L’inconscio, l’originario
L’INCONSCIO, L’ORIGINARIO
In un’epoca in cui predominano le neuroscienze e l’organicismo e in cui tutto sembra potere essere conoscibile,
accessibile e visibile, la portata culturale dell’invenzione freudiana dell’inconscio assume un rilievo straordinario.
Infatti, la nozione di una logica inconscia, inaccessibile, che possa influenzare le nostre vite rappresenta un
argine contro l’arroganza del soggetto e la padronanza dell’Io ed è un ostacolo all’idea che ogni cosa possa essere
visibile e calcolabile. In virtù dell’inconscio l’Io non è più padrone a casa propria, ci dice Freud, e viene sospesa
l’illusione che la vita possa procedere in modo piano e lineare o rispondere a un’idealità immaginaria.
L’intelligenza esige l’umiltà di chi procede dal dubbio, dall’inibizione, e non ha risposte facili e a portata
di mano per tutto. La psicanalisi non è l’ortopedia dell’Io, nessun raddrizzamento né allineamento possibili.

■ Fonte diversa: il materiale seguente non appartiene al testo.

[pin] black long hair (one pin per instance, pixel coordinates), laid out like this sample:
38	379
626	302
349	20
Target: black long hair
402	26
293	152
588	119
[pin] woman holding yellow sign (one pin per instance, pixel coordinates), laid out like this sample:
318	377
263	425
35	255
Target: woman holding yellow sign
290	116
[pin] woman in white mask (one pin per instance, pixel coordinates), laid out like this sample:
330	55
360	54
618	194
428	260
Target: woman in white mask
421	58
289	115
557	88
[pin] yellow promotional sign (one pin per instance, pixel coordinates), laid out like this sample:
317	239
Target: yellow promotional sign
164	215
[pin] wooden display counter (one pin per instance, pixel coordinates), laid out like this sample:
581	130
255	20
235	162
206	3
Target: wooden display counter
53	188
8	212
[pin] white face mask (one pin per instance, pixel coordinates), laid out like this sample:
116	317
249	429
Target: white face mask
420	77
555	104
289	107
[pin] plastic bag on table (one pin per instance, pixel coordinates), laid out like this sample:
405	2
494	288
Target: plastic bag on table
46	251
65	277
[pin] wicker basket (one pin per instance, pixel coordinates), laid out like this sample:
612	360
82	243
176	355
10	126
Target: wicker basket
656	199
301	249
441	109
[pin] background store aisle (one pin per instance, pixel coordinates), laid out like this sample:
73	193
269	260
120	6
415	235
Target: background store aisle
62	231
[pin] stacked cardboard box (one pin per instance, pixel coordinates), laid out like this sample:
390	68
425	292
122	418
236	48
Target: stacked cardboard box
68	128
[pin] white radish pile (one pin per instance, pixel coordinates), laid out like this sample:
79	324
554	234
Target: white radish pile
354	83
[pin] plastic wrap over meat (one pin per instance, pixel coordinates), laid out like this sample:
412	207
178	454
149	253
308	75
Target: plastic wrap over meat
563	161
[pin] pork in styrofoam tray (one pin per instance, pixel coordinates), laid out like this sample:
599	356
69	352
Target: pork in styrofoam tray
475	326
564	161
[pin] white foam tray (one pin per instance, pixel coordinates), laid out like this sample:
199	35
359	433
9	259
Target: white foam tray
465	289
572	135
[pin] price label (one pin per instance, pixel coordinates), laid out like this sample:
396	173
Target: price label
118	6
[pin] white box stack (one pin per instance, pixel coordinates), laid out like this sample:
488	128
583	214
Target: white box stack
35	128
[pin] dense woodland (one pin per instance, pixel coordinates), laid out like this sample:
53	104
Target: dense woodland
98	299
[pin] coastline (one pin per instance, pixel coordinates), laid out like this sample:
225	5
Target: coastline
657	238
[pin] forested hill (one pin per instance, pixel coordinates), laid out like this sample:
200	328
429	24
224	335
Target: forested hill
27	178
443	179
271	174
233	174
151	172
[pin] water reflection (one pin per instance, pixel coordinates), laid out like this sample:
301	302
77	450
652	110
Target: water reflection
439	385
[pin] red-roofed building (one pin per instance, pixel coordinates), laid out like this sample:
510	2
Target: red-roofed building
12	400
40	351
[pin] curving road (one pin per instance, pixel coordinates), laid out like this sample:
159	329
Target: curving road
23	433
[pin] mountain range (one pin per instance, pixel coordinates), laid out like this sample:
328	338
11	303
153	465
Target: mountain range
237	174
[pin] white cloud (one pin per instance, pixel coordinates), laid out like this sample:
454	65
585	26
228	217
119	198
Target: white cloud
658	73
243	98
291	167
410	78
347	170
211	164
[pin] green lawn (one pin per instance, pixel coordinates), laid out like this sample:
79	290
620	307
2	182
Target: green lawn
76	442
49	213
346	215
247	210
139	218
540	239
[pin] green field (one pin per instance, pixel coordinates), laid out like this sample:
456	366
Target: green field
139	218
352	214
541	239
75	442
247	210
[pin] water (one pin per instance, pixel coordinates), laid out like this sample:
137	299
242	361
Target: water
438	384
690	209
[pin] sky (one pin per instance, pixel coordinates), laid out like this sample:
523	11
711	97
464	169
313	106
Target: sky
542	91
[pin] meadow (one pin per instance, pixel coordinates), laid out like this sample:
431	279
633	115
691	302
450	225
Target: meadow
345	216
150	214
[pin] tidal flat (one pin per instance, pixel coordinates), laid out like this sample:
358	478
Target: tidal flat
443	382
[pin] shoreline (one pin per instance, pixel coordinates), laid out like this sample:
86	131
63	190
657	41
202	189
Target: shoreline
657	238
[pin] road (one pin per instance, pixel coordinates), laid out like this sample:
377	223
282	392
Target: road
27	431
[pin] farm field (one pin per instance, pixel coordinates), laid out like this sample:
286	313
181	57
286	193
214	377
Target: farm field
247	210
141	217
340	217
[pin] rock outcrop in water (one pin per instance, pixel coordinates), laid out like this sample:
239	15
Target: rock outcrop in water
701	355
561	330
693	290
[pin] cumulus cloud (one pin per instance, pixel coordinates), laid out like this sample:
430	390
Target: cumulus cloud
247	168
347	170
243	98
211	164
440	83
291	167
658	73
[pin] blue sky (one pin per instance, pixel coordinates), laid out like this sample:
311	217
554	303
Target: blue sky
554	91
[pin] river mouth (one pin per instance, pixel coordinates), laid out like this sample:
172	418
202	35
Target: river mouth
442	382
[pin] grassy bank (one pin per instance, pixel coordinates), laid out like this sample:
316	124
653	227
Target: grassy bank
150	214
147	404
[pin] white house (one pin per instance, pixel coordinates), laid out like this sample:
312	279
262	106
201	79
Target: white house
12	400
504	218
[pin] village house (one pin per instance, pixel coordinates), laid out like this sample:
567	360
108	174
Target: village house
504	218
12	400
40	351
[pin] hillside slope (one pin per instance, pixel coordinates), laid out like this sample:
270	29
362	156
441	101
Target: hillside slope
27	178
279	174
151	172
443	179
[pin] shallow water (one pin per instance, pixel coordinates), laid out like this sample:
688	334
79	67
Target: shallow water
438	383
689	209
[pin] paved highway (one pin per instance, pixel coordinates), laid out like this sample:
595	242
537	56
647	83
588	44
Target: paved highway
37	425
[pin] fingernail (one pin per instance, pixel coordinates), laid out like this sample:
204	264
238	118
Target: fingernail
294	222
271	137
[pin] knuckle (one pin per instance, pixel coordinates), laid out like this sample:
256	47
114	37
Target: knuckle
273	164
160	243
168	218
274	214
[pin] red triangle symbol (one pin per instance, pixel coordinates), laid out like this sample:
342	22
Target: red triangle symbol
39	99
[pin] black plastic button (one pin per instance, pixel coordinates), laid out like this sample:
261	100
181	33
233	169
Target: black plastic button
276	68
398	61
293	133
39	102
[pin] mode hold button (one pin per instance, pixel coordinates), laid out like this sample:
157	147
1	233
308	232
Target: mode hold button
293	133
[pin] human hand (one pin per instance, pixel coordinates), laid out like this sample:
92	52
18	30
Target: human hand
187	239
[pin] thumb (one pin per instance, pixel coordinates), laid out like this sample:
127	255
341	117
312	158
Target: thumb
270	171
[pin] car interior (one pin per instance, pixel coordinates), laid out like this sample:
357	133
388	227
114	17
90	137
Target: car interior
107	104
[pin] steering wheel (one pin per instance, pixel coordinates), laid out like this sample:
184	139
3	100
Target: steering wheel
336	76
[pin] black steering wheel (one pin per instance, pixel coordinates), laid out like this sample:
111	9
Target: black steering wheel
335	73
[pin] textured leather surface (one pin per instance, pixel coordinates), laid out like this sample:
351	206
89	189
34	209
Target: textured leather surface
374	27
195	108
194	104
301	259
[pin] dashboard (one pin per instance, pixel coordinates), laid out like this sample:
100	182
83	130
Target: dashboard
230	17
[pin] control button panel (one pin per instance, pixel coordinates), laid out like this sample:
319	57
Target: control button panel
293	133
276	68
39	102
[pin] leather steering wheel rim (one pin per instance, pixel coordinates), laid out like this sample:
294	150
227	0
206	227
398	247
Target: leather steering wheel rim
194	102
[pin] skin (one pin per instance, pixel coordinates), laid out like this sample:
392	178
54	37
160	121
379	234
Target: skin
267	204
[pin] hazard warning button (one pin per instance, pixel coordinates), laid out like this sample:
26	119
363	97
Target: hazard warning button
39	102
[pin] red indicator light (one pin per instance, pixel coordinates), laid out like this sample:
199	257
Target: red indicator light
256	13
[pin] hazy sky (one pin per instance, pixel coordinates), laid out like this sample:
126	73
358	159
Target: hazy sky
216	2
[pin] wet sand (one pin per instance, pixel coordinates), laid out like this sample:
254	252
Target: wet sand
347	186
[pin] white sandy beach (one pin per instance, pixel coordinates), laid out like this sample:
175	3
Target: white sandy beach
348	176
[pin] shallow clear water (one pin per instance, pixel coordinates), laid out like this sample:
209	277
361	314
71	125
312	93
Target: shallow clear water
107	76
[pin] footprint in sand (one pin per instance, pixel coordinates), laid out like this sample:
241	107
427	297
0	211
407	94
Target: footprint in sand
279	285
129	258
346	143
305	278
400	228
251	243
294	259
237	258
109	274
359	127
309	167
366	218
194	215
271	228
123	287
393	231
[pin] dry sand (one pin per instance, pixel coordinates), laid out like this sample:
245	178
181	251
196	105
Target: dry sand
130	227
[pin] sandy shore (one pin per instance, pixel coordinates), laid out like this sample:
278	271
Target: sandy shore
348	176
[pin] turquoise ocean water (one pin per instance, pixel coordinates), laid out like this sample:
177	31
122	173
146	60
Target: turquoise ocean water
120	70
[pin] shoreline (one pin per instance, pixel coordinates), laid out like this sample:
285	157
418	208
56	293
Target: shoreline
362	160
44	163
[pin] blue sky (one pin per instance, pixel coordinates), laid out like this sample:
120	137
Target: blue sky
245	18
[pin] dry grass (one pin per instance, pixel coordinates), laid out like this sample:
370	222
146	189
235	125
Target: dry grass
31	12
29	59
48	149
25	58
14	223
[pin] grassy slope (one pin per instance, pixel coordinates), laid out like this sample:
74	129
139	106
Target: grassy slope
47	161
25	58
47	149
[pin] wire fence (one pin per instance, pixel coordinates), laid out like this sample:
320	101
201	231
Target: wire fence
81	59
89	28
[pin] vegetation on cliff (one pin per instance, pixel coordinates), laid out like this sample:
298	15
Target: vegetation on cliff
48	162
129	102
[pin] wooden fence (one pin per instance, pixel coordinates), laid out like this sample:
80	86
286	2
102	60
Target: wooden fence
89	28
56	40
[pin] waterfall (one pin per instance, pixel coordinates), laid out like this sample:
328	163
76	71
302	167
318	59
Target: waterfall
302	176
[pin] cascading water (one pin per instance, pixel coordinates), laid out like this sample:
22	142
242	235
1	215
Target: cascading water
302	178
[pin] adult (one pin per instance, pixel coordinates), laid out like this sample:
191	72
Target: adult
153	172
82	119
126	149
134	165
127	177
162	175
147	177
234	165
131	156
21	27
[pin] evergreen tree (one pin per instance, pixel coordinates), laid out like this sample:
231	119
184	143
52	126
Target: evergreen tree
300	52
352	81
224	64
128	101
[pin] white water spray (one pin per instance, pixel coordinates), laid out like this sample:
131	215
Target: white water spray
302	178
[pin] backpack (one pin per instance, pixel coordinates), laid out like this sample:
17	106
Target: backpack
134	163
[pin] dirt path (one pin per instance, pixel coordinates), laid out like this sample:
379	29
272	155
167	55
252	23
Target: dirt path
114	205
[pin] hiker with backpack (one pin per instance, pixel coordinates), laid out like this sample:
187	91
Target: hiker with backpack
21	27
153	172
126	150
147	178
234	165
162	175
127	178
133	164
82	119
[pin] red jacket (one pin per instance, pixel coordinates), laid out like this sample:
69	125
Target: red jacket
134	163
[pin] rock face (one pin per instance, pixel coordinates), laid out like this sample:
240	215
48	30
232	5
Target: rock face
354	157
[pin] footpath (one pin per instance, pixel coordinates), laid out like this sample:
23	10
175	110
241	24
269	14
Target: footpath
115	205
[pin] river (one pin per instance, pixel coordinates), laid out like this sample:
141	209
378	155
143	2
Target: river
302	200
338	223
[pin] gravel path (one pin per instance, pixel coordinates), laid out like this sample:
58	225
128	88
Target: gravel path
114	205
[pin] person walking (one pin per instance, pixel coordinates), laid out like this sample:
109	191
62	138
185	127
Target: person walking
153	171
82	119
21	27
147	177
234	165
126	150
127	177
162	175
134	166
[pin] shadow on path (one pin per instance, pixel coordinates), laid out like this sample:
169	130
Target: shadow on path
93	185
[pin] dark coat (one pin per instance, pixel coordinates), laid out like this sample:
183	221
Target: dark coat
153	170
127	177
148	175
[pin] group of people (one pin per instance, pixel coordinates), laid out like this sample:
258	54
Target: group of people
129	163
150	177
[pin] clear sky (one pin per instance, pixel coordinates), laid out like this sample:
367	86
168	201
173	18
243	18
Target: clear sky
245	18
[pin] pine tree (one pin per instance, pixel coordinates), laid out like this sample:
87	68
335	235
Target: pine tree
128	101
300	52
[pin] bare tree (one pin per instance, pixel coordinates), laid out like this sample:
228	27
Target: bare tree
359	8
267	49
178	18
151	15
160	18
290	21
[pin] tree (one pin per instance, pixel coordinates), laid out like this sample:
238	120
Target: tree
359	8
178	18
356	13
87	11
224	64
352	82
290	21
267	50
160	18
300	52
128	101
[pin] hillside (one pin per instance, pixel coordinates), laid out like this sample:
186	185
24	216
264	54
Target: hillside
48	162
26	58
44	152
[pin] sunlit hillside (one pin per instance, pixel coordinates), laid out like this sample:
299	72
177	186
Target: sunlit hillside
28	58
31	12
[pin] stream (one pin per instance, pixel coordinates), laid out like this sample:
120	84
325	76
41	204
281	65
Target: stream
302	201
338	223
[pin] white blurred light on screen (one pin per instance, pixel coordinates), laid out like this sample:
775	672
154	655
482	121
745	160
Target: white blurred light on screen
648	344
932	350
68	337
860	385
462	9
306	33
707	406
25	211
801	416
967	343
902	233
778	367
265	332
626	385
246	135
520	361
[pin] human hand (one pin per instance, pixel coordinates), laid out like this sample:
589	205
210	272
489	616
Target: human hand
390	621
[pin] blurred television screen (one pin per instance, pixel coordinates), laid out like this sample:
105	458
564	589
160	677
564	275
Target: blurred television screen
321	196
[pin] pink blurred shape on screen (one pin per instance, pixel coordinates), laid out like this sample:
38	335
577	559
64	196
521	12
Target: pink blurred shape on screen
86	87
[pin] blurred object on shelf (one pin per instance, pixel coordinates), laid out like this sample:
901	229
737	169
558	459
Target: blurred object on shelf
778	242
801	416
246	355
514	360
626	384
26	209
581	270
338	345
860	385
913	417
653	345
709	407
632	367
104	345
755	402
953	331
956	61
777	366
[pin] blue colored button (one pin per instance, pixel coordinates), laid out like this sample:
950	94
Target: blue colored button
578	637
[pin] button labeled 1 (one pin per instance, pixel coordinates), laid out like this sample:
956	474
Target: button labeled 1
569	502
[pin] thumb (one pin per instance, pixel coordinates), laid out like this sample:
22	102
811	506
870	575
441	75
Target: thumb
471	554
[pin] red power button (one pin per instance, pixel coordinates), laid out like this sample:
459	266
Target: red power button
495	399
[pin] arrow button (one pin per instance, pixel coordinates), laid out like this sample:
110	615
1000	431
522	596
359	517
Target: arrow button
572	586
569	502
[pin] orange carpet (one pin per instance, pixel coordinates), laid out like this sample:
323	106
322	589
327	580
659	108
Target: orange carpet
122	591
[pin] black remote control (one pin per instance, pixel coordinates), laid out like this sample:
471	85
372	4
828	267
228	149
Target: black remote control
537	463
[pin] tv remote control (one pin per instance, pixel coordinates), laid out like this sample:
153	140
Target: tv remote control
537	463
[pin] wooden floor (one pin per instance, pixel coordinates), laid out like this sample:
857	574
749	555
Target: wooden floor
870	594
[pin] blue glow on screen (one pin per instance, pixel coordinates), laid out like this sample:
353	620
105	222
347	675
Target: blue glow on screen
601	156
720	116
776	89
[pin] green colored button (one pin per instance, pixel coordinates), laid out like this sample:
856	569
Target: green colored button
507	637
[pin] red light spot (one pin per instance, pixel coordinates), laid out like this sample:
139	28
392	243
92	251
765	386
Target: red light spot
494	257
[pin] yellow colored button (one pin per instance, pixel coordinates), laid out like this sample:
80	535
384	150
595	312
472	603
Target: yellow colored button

Lungi dall’essere identificato come luogo del profondo e della negatività inconfessabile, l’inconscio è garante
della fantasia e della particolarità, della legge e del desiderio, indispensabili affinché ciascuno possa qualificare
il proprio itinerario. Anche a partire da ciò che sembra un intralcio, come la difficoltà o il disagio, la cui portata
invece è artistica e culturale e non patologica.